In this journey, many things are expected to pop up. Oh, how they have. How do I tell of all the things that have happened during this time? Since my last posting, my breast has been hurting me. Yes, the pain of this all is coming to the front and the angst of having to repeat all of this has been at my forefront. I had to make another appointment to have another mammogram completed. And what they found was hard to hear, but still very good news. I have fluid building up behind the surgical site and it is creating pressure within my breast. Ok. Everything else is benign. That is good news. But the entire aspect of having to get into the machine again was very difficult. Being touched and squeezed and man-handled again was stressful. But, I did it. I was told that the only way to relieve the pressure of the fluid buildup was to have a needle reduction. The fluid would have to be withdrawn from my breast and it had to be done in the facility. Ok. This is a huge issue for me. I did ask for anesthetic and they did reassure me that this would be completed with anesthetic. When I had had the biopsy, there was no anesthetic. This was enough for me to be overwhelmed. I had cried for the remainder of the night. I had to go to urgent care because of my tension headache and migraine. I have new meds for that now. But, the doc wanted me to be able to get some fluids and to sit there while I was helped. But, I would need to have a ride home. Oh, that was the topper. A ride home. I am a single person with no family here and there are little persons to help out with the ride home. I had to refuse treatment because I had had no ride home. When I had gotten home, I made sure to take some of my other meds and then from there was able to sleep for a while and get a better night sleep. But, the angst of it all was enough.
So, now my associate pastor DS wants to know more about what I have been through.

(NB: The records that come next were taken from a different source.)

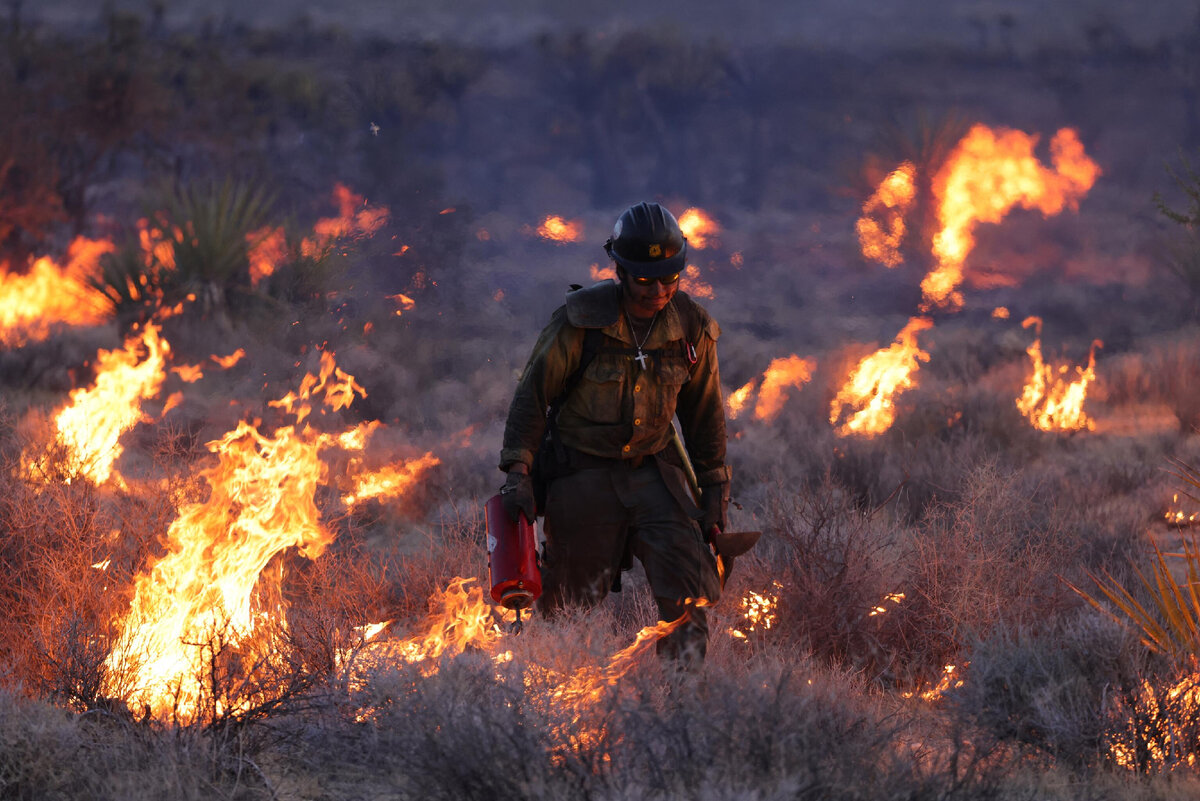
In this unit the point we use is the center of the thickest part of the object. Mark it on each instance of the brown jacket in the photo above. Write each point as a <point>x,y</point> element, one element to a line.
<point>618,410</point>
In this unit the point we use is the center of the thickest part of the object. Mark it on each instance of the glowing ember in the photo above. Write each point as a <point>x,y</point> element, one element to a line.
<point>948,681</point>
<point>892,597</point>
<point>988,174</point>
<point>785,373</point>
<point>1049,401</point>
<point>461,619</point>
<point>759,613</point>
<point>210,591</point>
<point>1149,738</point>
<point>90,426</point>
<point>268,251</point>
<point>781,374</point>
<point>737,399</point>
<point>231,360</point>
<point>691,283</point>
<point>561,230</point>
<point>604,273</point>
<point>699,227</point>
<point>189,373</point>
<point>355,220</point>
<point>31,305</point>
<point>390,481</point>
<point>881,229</point>
<point>876,380</point>
<point>1177,517</point>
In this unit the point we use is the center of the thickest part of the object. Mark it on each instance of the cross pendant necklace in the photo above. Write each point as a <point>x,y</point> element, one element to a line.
<point>641,357</point>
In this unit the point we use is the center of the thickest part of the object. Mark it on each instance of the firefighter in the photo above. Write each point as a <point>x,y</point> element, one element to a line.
<point>615,365</point>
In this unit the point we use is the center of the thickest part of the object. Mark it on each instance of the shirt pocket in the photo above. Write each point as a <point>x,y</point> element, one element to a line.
<point>671,377</point>
<point>601,392</point>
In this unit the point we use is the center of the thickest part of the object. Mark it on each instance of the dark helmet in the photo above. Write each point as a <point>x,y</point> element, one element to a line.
<point>647,242</point>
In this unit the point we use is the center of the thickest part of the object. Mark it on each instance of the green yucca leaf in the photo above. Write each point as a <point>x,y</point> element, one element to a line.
<point>1173,622</point>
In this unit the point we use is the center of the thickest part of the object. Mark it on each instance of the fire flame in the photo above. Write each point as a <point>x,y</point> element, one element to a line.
<point>603,273</point>
<point>211,590</point>
<point>988,174</point>
<point>557,229</point>
<point>949,680</point>
<point>52,294</point>
<point>785,373</point>
<point>1050,402</point>
<point>90,426</point>
<point>699,227</point>
<point>1147,735</point>
<point>880,239</point>
<point>389,481</point>
<point>876,380</point>
<point>759,613</point>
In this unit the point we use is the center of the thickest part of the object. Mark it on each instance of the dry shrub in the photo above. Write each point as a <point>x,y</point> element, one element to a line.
<point>475,730</point>
<point>834,565</point>
<point>990,559</point>
<point>1050,692</point>
<point>1168,373</point>
<point>51,753</point>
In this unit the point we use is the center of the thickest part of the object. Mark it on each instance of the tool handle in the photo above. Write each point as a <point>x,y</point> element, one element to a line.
<point>690,471</point>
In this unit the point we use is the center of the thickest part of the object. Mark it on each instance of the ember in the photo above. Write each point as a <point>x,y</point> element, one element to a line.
<point>1049,401</point>
<point>876,380</point>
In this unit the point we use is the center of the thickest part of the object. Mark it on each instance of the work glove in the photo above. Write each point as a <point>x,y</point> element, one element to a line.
<point>516,494</point>
<point>715,503</point>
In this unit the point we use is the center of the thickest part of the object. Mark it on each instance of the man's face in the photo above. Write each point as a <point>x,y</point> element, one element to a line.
<point>646,299</point>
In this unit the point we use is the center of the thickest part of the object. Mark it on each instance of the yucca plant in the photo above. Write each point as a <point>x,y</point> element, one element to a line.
<point>201,235</point>
<point>1171,624</point>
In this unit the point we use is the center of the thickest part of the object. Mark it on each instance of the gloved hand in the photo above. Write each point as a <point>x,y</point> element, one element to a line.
<point>715,503</point>
<point>516,494</point>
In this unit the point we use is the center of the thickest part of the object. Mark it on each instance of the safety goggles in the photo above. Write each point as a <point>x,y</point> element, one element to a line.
<point>666,281</point>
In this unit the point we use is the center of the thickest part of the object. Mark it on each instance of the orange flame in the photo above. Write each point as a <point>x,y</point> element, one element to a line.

So, this weekend, I have spent a lot of time looking through information. I hope that the information that I have will be enough to express to him just how I have been feeling. I want him to share it with his wife and others so they can learn. Too, I have printed up stuff for him regarding rape trauma syndrome. This will be interesting reading. I hope that he will be able to get through it. I really do want someone to understand what I have been going through. I really do want someone to understand what I have had to undergo this past couple of years. It really is not horrible.
I really do want others to understand. I have no intention of being that difficult. But, it is good to have an explanation as to why I am working so hard to have everyone understand what is going on with me. I want to rest. I want to be able to just put my feet up and know that I am not being pressured into doing things. I want to get past all of this. I really do. But, I do not want to worry about people misunderstanding me. I know that it will happen just the same.
Looking forward. Seeking more. Expecting much.